The other tables have person_id and visit_occurrence_id. Using both identifies the patient and the visit in which the measurement, observation, procedure, drug_exposure, and device_exposure was documented. For example a patient imported would generate an auto_increment person_id and entry in the person table. Each visit or encounter the patient had with the hospital would produce a single visit_occurrence and therefore visit_occurrence_id tied to the admission and discharge dates (per visit_occurrence table fields). Any documentation or data captured during that visit/encounter would use both the person_id and visit_occurrence_id - thus linking a group of measurements, procedures, observations, conditions, etc to a patient and a visit/encounter.

Basically your ETL program will have keep track of both patient and visit/encounter as it is building and populating the measurements, observations. conditions, etc tables.


When you mean visit_occurrence_id, do you mean the auto-generated id that we created?

let’s say for example

I have imported a visit_record

person_id = 1
visit_occurrence_id = 1
visit_start_date =  21/02/2019
visit_end_date = 27/02/2019
visit_type = Inpatient

Now we go to the diagnosis table (raw diagnosis data has only below info)

person_id = 1
condition_start_date = 22/02/2019
condition_end_date = 22/03/2019
condition_source_value = 'Unspecificed DM'

Would it be posible for you to show an example/query on how you did this?

If I have to rely on dates to join between these two tables, I am afraid it may not be efficient.
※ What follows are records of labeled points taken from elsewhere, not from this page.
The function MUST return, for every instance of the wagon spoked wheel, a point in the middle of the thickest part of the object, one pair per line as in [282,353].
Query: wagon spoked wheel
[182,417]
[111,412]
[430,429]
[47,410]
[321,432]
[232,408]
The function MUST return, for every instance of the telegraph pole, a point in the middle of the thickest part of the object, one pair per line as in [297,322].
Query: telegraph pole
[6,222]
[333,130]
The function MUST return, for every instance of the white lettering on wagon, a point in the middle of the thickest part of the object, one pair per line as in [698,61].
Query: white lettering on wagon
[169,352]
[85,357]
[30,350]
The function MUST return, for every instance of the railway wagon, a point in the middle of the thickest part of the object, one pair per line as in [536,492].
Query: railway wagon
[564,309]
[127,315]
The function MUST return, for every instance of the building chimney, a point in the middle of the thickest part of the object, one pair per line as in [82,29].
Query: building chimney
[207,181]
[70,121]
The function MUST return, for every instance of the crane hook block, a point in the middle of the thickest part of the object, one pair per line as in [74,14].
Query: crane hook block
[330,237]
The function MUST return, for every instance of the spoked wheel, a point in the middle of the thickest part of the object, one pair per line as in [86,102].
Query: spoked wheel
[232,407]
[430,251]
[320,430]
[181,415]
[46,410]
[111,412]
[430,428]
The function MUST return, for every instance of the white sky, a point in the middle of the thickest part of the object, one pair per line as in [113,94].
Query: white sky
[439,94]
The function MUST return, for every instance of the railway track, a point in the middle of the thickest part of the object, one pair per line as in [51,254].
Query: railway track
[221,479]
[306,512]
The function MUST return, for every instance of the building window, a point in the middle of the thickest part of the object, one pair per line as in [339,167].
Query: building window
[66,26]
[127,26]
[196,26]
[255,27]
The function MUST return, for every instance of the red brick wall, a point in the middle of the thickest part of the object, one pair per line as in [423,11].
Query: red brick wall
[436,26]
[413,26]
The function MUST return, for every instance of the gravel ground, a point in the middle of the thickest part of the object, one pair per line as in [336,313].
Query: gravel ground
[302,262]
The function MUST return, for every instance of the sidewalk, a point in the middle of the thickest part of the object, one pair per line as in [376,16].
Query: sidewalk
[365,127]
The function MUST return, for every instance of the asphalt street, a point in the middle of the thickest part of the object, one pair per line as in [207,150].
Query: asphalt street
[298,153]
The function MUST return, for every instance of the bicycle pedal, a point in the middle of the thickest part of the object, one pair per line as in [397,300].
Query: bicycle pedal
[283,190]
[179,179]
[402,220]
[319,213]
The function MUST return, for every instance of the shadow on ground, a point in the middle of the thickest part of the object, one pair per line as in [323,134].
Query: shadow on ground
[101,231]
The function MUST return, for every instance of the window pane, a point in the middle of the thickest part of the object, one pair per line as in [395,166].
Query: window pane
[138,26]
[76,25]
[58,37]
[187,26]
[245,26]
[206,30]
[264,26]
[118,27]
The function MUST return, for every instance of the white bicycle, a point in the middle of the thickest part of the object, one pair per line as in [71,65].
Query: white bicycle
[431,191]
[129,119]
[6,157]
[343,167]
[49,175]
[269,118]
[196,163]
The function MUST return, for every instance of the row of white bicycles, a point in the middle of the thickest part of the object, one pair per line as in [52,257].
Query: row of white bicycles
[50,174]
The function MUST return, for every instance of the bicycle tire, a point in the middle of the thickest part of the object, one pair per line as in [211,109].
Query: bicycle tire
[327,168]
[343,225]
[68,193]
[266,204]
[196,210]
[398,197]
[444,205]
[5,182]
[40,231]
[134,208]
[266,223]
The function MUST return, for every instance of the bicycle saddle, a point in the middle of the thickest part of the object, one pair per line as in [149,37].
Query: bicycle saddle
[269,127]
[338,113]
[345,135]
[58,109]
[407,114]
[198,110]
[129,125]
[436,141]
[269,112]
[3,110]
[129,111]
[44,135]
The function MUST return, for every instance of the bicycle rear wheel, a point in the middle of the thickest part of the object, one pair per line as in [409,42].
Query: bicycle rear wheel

YOu can see that my raw diagnosis data doesn’t have visit_information

Additionally, in our raw data, I see the below scenario where one person has multiple records for the same visit_id. Since, we don’t have any other information like case_number etc, we only have visit and person_id info in the raw visit table. For example,

person_id = 21
visit_id = 101
visit_start_date = 2014-10-29 09:44:00
visit_end_date = 2014-10-29 09:44:00

person_id = 21
visit_id = 101 #let’s take only this record of this person has lab/drug/diag info
visit_start_date = 2014-10-29 10:30:00
visit_end_date = 2014-10-29 10:39:00

you can see how we have same person and same visit id but different time intervals. If I group them just by person and visit_id, I will get duplicate ids. But if I group them using all three person, visit and time information, I get unique VISIT_ids. But when I go to the diagnosis/labs/drugs table, I may not be able to find the right visit which has lab/drug/diag info (because lab/drug/diag table has different date information)


Sure - the ETL that brings in the raw visit information (second block) would match the condition_start_date to the best visit_occurrence record - in this case visit_occurrence_id = 1 (person_id is already matched). Assuming subsequent visit_occurrence records do not overlap with the condition_end_date.

So you end up with a condition entry of:
condition_occurrence.person_id = 1
condition_occurrence.visit_occurrence_id = 1

Given the data as described, the only way I can think of doing this is by matching dates and in fact how I link different data sources such as invoice transactions and lab results to a person and visit. Yes - there will be overlaps and situations where you have to choose among two different visits, but these are few and I use the strategy of earliest match (time distance basically) to assign data to visits.

For what seems to be overlapping visits - I’m inclined to merge the two taking the earliest date as the start and latest as the end unless there is more information from clinicians or folks responsible for entering this information. It often comes down to 2 different systems and what the person entering the data understood as the patient’s encounter dates (admit and discharge) - example of someone coming through the ED - which could be a separate EHR system, then get admitted to the hospital (enter data into the hospital’s EHR system), and then discharged - creating two overlapping encounters.

I’d like to hear from others regarding how they dealt with these issues.